Engineering Considerations for Reliability

Conveyor Speed Variation
  • Use encoder triggering so the point spacing stays consistent
  • If encoder isn't available, Intelgic can estimate speed, but encoder is preferred
Vibration and Mounting
  • Rigid frame and isolation are critical; tiny vibrations look like height noise.
Surface Reflectivity
  • Proper sensor selection (laser wavelength/power)
  • Angle tuning to reduce specular reflection
  • Sometimes add a second view if needed
Object overlap (true stacking)

If objects are physically stacked (one on top of another), counting becomes a 3D occlusion problem.
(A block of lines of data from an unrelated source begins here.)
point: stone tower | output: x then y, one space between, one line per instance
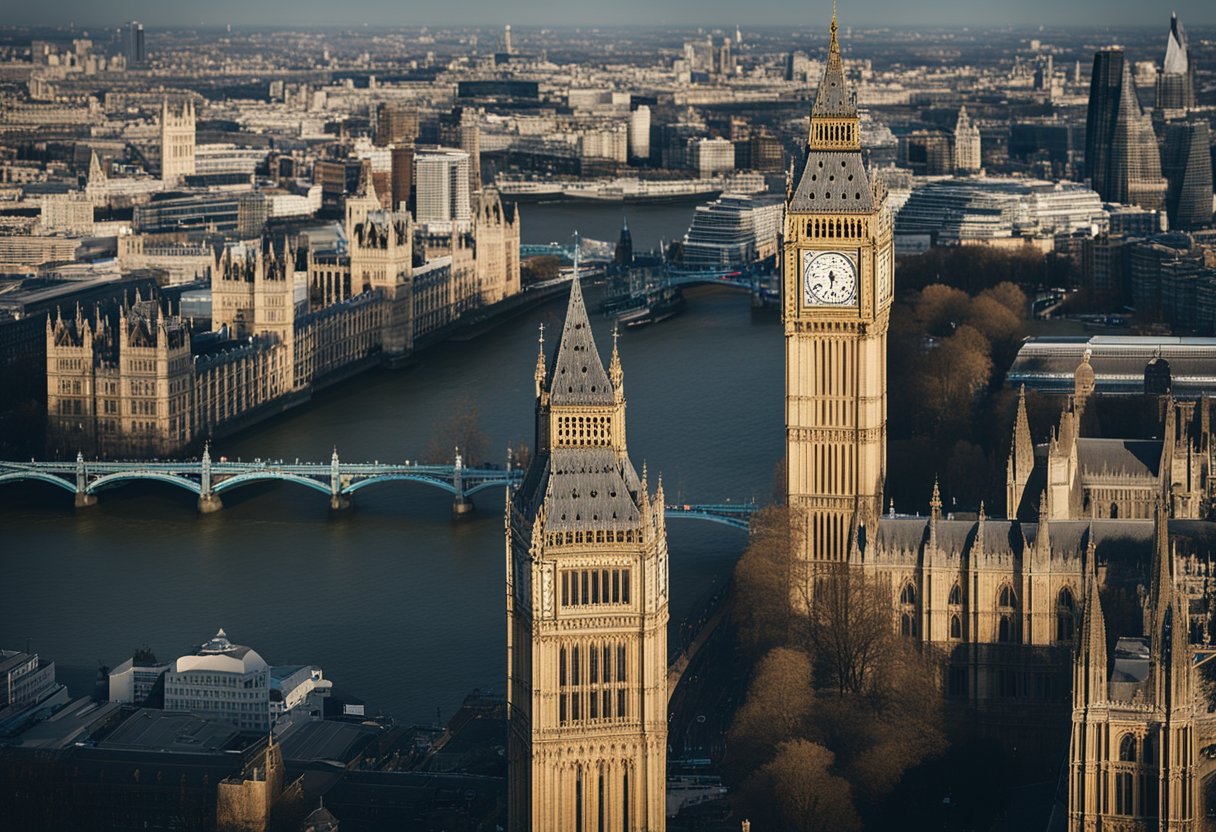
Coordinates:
838 275
586 610
176 141
1133 759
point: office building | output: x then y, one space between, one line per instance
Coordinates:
640 134
967 144
1176 78
1187 164
442 186
133 45
1121 155
176 141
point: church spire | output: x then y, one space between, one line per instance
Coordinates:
834 112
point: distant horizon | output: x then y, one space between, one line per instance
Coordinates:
630 13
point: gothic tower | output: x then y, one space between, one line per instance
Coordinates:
176 141
586 610
838 280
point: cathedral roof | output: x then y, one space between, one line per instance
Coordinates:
833 181
578 375
1140 457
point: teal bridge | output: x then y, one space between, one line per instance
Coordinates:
209 479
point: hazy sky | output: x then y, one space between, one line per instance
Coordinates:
538 12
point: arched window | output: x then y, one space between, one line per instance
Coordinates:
1007 616
1007 600
1065 614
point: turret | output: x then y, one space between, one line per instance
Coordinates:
1090 659
1022 459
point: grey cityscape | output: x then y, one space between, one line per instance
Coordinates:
321 506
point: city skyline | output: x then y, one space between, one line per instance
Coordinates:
776 13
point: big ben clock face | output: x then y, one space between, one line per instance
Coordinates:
829 279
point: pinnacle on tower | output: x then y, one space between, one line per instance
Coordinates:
578 375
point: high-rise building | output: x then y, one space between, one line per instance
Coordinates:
1176 78
133 44
176 141
586 608
1120 147
401 175
838 284
462 128
640 133
395 124
442 186
967 144
1187 164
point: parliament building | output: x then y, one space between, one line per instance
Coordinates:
1011 605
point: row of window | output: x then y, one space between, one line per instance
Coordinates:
594 682
1008 629
591 586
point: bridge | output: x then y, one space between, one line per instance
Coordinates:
209 479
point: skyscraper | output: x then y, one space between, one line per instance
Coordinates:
133 44
442 186
1187 163
176 141
967 144
1176 78
837 285
586 608
1120 147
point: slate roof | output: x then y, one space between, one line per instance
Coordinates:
833 181
578 376
1141 457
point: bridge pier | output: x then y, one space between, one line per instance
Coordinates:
209 504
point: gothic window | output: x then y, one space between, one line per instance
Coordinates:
1124 793
1065 616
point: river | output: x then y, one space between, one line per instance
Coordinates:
397 602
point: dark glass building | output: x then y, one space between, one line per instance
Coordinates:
1187 163
1121 155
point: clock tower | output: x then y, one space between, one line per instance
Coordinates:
837 286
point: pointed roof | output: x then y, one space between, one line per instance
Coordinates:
833 99
578 375
1176 58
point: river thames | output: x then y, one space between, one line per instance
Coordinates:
397 602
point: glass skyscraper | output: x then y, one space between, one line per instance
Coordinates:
1121 155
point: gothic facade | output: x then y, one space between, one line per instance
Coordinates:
838 284
586 608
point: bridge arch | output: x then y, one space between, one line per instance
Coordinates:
268 476
22 476
434 482
124 477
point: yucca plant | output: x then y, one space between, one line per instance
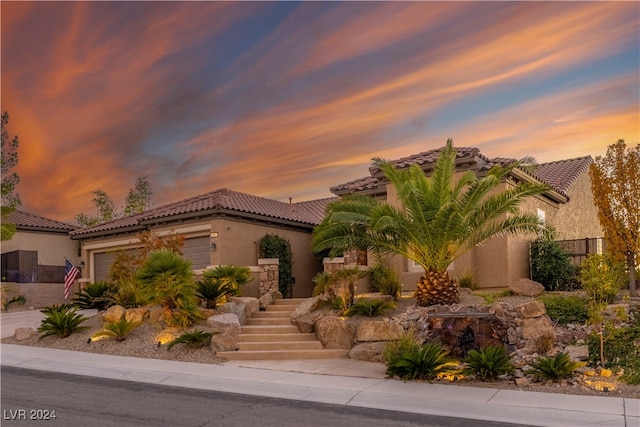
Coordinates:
193 339
61 320
370 307
489 363
422 363
210 290
118 330
94 295
441 218
555 368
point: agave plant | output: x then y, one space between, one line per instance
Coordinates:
61 320
94 295
370 308
424 362
193 339
555 368
440 219
118 330
489 363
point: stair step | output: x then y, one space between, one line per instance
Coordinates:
285 345
268 329
277 321
283 354
271 314
276 337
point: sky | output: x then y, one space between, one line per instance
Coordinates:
286 99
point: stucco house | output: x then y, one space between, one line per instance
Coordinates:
220 227
567 205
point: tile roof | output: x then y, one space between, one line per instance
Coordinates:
562 174
26 221
309 213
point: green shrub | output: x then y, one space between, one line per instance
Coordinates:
95 295
422 363
370 308
61 320
566 309
211 290
555 368
193 339
118 330
385 280
551 266
489 362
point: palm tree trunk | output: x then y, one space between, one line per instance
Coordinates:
436 287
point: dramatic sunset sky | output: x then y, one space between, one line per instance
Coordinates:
284 99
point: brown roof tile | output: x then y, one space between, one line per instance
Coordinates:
26 221
310 212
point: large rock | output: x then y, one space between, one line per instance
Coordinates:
378 330
113 314
368 351
22 334
526 287
335 332
531 309
137 315
251 305
229 327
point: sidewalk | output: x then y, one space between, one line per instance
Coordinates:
338 381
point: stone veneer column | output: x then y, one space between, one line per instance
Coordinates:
268 274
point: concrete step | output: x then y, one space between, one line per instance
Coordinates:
282 354
276 337
284 321
271 314
286 345
269 329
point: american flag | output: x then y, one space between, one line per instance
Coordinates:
70 275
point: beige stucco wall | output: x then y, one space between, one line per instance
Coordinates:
52 248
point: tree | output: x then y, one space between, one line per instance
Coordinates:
138 200
439 219
10 200
615 184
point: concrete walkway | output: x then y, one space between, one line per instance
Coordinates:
337 381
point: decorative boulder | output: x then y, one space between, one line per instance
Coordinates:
368 351
526 287
22 334
335 332
113 314
378 330
229 327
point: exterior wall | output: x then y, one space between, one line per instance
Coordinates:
51 247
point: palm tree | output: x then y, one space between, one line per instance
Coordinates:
440 219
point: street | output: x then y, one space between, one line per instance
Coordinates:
32 398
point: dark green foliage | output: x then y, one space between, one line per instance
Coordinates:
622 350
566 309
555 368
272 246
420 363
193 339
118 330
95 295
370 308
211 290
61 320
551 266
385 280
489 362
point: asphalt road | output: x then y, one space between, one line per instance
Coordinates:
34 398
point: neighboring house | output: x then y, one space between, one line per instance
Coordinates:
568 206
220 227
37 251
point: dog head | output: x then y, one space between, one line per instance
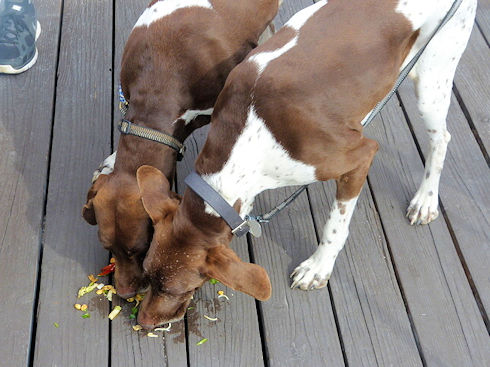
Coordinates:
114 203
181 258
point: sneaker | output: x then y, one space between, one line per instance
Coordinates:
19 31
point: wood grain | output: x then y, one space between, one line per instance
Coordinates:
299 327
130 348
373 321
464 189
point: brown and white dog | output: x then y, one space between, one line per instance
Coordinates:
296 107
174 65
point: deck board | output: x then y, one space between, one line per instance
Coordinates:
483 17
81 137
474 65
25 129
127 347
464 190
373 321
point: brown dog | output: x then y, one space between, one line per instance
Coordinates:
174 65
296 105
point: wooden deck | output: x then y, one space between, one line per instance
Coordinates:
399 295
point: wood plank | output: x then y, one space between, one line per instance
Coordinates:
445 315
24 141
472 80
296 323
373 321
464 191
81 137
127 13
483 17
129 348
233 340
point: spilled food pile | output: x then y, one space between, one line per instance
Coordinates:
107 290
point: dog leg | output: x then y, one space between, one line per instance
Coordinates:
315 272
434 75
105 167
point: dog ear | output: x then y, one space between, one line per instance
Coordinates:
88 212
155 192
224 265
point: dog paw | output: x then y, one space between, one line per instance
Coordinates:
423 208
310 275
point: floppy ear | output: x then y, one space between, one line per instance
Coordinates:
88 212
155 192
224 265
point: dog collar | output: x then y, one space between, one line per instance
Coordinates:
238 225
126 127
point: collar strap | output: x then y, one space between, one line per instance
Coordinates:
238 226
126 127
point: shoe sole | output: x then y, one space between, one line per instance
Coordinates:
8 69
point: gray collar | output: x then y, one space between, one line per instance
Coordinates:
238 225
128 128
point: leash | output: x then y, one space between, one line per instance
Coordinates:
126 127
265 218
251 223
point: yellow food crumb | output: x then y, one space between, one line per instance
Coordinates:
92 278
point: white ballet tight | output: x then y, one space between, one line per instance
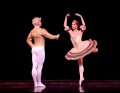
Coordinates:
38 57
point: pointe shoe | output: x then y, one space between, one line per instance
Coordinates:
95 50
40 85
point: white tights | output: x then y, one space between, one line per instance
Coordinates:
38 57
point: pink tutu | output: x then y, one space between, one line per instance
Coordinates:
85 48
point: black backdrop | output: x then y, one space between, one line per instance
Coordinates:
101 24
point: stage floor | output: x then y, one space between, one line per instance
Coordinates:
57 86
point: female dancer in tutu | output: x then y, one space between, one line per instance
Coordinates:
80 48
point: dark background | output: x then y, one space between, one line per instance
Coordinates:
101 20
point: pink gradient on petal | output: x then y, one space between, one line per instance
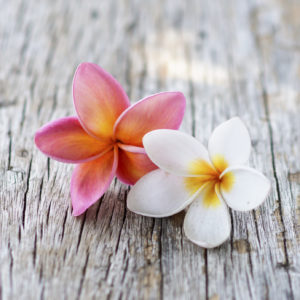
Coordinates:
98 98
65 140
160 111
133 165
91 180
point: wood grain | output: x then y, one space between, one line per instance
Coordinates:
228 58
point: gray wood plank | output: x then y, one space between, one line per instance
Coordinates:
228 58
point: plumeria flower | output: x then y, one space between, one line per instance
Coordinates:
105 139
208 181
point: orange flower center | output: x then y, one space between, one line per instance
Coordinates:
208 176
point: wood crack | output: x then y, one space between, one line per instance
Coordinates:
25 194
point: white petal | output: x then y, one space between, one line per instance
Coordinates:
207 225
159 194
246 188
174 151
229 144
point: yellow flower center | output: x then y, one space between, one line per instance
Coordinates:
209 175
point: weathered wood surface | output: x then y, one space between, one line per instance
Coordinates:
228 58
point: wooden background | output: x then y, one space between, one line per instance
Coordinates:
232 57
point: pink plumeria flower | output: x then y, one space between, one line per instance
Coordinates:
205 180
105 139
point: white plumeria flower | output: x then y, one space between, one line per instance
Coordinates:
208 180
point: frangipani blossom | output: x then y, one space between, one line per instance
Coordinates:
208 181
105 139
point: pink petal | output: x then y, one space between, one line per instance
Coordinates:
98 98
65 140
91 180
133 165
163 110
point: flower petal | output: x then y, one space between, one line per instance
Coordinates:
229 144
244 188
159 194
91 180
98 98
163 110
65 140
177 152
133 164
207 222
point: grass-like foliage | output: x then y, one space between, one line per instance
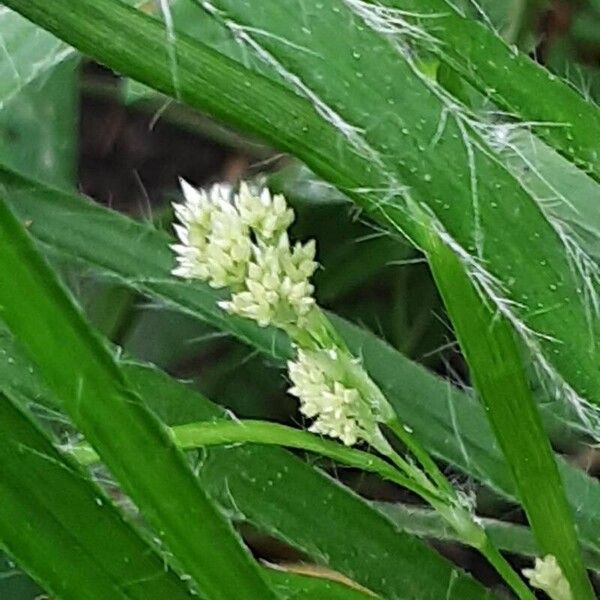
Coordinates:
434 129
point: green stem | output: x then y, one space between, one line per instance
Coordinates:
423 457
221 433
507 573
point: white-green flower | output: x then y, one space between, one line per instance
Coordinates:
215 243
268 216
277 290
338 410
547 575
242 243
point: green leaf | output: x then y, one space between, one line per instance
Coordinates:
379 164
28 52
53 517
514 82
395 562
496 367
506 536
448 422
92 390
38 126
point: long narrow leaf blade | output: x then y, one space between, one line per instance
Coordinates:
473 196
564 118
64 530
448 422
129 438
496 367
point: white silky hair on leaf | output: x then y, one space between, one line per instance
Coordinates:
490 288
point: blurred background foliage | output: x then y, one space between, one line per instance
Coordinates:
80 126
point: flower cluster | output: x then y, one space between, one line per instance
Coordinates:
241 243
338 410
547 576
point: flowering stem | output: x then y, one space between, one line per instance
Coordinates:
220 433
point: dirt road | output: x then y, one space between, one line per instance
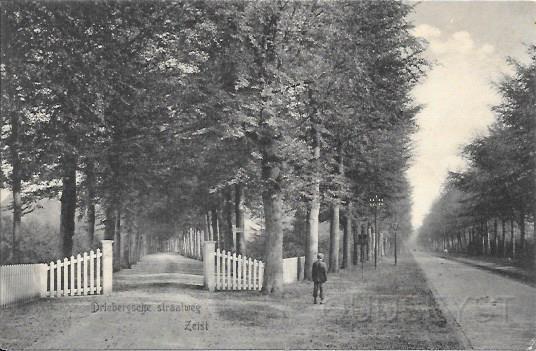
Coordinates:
494 312
152 307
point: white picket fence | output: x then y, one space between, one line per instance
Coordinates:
22 283
236 272
86 274
80 275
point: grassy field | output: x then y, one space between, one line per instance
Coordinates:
390 308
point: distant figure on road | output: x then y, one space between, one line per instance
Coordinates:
320 276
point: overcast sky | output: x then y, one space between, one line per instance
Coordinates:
469 43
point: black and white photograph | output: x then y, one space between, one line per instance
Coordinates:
267 175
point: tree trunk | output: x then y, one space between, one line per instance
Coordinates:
117 240
370 240
522 240
228 221
334 239
16 187
503 240
215 226
495 238
512 238
90 180
208 227
272 202
346 239
17 217
126 245
240 219
109 224
314 210
334 224
68 204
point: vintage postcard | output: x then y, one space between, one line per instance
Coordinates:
267 175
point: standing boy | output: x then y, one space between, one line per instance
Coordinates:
320 276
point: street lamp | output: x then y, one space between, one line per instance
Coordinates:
395 227
375 203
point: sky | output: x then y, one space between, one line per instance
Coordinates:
469 43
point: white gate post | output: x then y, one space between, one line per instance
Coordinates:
107 266
208 264
43 279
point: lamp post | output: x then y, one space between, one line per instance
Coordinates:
375 203
395 227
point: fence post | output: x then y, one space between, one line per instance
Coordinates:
43 279
107 266
208 264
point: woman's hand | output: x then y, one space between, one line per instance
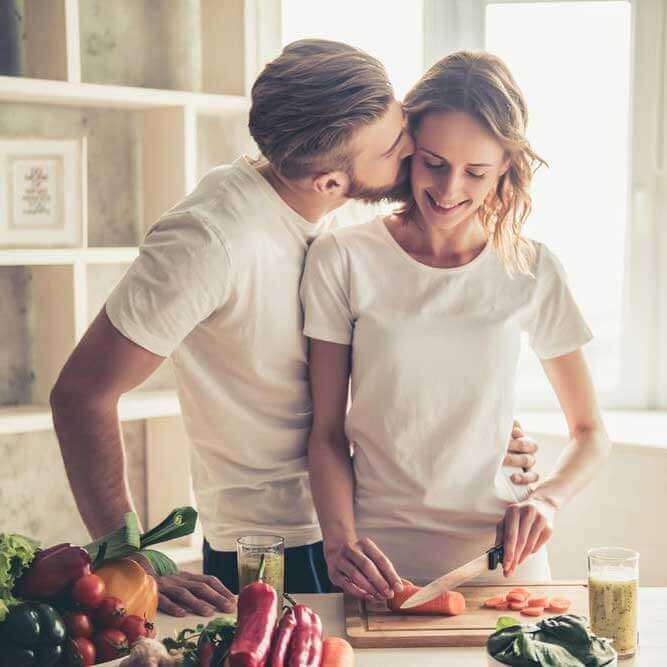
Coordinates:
361 569
525 528
521 454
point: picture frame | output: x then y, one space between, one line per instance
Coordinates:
42 192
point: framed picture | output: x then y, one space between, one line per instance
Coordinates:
42 192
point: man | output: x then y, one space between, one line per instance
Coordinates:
216 288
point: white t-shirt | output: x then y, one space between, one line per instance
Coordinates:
216 286
434 356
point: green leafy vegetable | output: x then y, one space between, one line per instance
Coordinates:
506 622
16 554
559 641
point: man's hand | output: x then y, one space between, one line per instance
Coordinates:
186 593
521 454
361 569
523 530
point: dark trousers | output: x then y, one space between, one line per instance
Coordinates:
305 569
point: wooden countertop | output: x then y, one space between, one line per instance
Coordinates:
652 636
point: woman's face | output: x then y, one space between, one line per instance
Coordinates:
457 162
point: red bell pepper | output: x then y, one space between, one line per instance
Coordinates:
257 616
282 639
302 639
52 571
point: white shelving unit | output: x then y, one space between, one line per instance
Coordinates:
196 119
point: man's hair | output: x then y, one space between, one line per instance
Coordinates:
308 103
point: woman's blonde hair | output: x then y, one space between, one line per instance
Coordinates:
481 85
308 103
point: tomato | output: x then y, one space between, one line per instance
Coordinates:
110 644
80 652
78 624
88 591
110 613
135 627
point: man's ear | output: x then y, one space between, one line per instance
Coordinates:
331 184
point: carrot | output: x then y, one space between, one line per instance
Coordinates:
519 589
517 606
537 602
532 611
491 603
559 605
336 652
451 603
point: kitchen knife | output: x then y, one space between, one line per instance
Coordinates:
487 561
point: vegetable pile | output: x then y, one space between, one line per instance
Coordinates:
559 641
258 639
72 606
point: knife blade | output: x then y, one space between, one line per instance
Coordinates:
487 561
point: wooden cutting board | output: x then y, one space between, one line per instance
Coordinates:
372 625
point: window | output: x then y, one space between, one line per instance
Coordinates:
390 30
576 80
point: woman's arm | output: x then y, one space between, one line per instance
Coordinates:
527 525
356 565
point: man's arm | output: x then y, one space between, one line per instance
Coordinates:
357 565
84 401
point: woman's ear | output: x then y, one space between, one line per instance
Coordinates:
332 184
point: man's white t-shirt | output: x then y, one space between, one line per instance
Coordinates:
434 357
216 287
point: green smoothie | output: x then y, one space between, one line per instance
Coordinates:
274 571
612 599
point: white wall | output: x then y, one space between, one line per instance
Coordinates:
625 506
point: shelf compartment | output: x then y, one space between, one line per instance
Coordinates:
133 406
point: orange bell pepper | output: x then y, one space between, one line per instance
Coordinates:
128 581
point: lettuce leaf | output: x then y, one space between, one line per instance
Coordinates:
16 554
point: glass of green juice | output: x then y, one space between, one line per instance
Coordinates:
262 555
613 582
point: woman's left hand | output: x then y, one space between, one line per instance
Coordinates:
525 528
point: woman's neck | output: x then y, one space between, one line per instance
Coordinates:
442 248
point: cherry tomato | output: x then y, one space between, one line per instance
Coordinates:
135 627
80 652
110 644
78 624
88 591
110 613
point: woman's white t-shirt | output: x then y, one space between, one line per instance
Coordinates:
434 357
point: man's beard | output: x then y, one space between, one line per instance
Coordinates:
399 192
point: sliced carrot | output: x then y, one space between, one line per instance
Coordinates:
451 603
517 606
491 603
537 602
532 611
516 596
519 589
559 605
336 652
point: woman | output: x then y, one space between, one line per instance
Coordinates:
425 309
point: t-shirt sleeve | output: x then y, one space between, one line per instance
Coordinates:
180 277
553 320
325 293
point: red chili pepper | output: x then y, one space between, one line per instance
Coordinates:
282 639
53 571
302 637
257 616
315 655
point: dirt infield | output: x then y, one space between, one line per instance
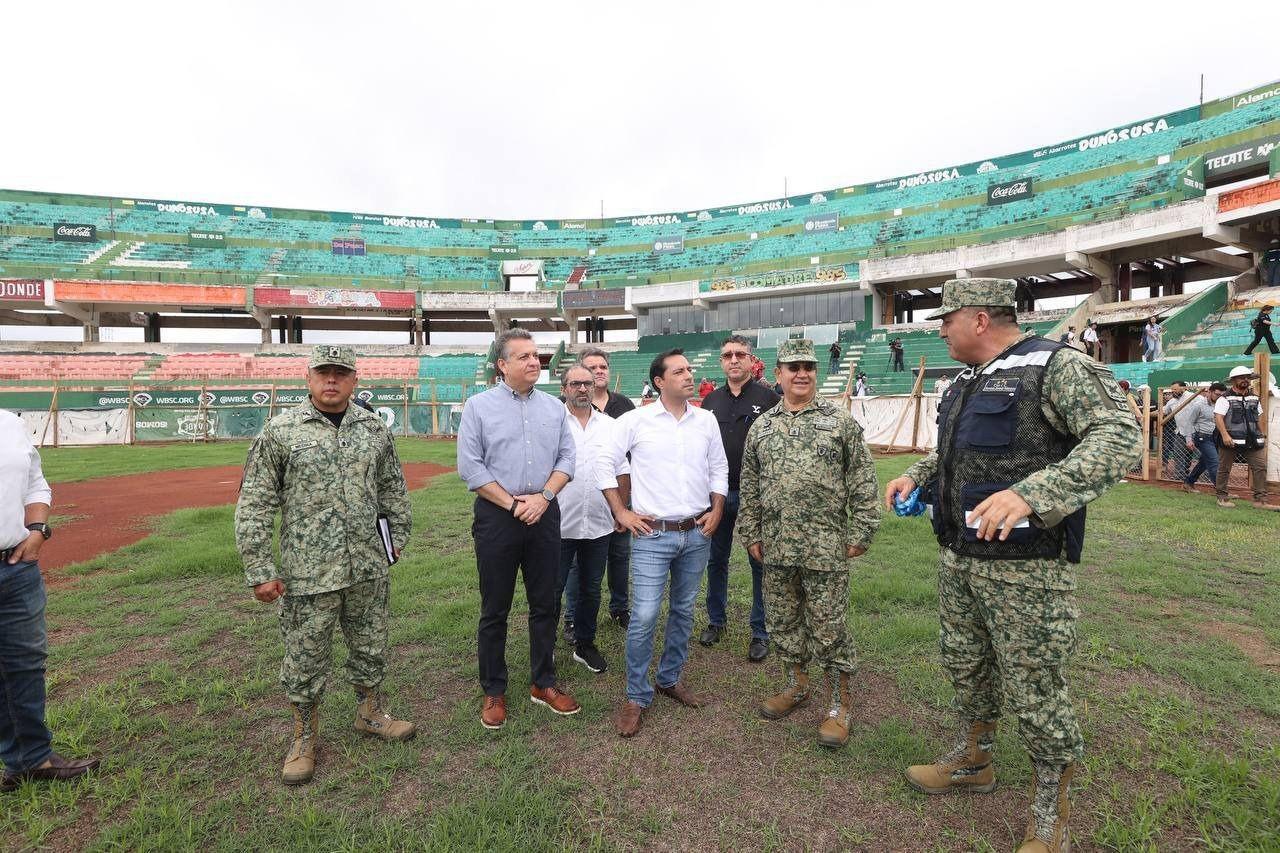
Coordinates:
114 511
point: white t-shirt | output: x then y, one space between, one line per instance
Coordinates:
21 479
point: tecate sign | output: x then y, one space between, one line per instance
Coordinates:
826 222
22 288
1000 194
74 232
668 245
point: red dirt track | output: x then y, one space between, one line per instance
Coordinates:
114 511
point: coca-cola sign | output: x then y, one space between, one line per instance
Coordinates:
1001 194
74 232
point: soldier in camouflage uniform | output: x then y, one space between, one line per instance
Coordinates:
1029 434
809 505
330 469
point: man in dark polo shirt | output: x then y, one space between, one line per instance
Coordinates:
736 405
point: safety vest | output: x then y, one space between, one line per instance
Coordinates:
1242 419
992 434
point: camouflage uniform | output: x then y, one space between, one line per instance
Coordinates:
329 486
1009 625
808 491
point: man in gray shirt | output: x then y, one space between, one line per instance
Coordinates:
516 452
1201 437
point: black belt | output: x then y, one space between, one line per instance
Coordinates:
682 525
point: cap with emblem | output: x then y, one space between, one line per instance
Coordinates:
796 350
328 354
976 292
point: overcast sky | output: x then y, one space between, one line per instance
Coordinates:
544 109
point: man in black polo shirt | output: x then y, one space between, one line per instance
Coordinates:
736 405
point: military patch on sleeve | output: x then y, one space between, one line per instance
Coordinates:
1000 386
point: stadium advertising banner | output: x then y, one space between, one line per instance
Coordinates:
141 293
1258 194
822 222
27 290
579 300
72 232
206 238
1001 194
348 246
670 245
312 297
1238 159
1193 178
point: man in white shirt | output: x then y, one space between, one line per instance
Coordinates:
1091 338
586 523
26 743
679 482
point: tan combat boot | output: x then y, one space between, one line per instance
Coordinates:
795 694
1051 807
965 767
300 765
375 723
833 730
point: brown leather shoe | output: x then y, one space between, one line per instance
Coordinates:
554 698
59 770
629 719
493 715
681 694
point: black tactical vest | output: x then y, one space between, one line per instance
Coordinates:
1242 419
991 436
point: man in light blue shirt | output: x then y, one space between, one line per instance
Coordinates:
516 454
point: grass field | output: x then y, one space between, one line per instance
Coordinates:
164 664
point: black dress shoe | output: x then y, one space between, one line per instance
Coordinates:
711 634
59 770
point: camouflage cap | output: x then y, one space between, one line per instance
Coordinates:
977 292
334 355
796 350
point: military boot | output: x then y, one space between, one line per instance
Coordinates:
371 720
795 694
1051 807
833 730
300 765
967 767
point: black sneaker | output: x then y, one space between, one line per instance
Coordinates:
589 657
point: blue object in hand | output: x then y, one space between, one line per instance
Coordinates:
910 506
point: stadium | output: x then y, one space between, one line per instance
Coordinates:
160 658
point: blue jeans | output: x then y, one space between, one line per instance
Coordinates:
24 739
717 574
1205 443
583 561
682 557
618 575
Laser profiling can still help, but solutions may require:

  • Multi-pass scan
  • Multiple sensors or more advanced AI + volumetric reasoning

Performance metrics Intelgic reports to clients

A production-grade system should be measured on:

  • Count accuracy (%)
  • False split rate (one part becomes two)
  • False merge rate (two parts become one)
  • Throughput (parts/min or belt speed)
  • Latency (ms)
  • Repeatability under lighting/shift changes

Intelgic typically also provides:

  • Image/height-map evidence per count event
  • Batch-wise and shift-wise analytics dashboards
  • PLC handshakes and reject logic integration

Summary: why this approach works for “closely stuck” objects

Intelgic’s core advantage in this counting problem is the shift from 2D appearance to 3D geometry:

"Touching parts look merged in 2D,

but in 3D they usually reveal boundaries through height/shape changes."

With encoder-sync + robust segmentation + physical validation gates, the system becomes stable, explainable, and production-ready.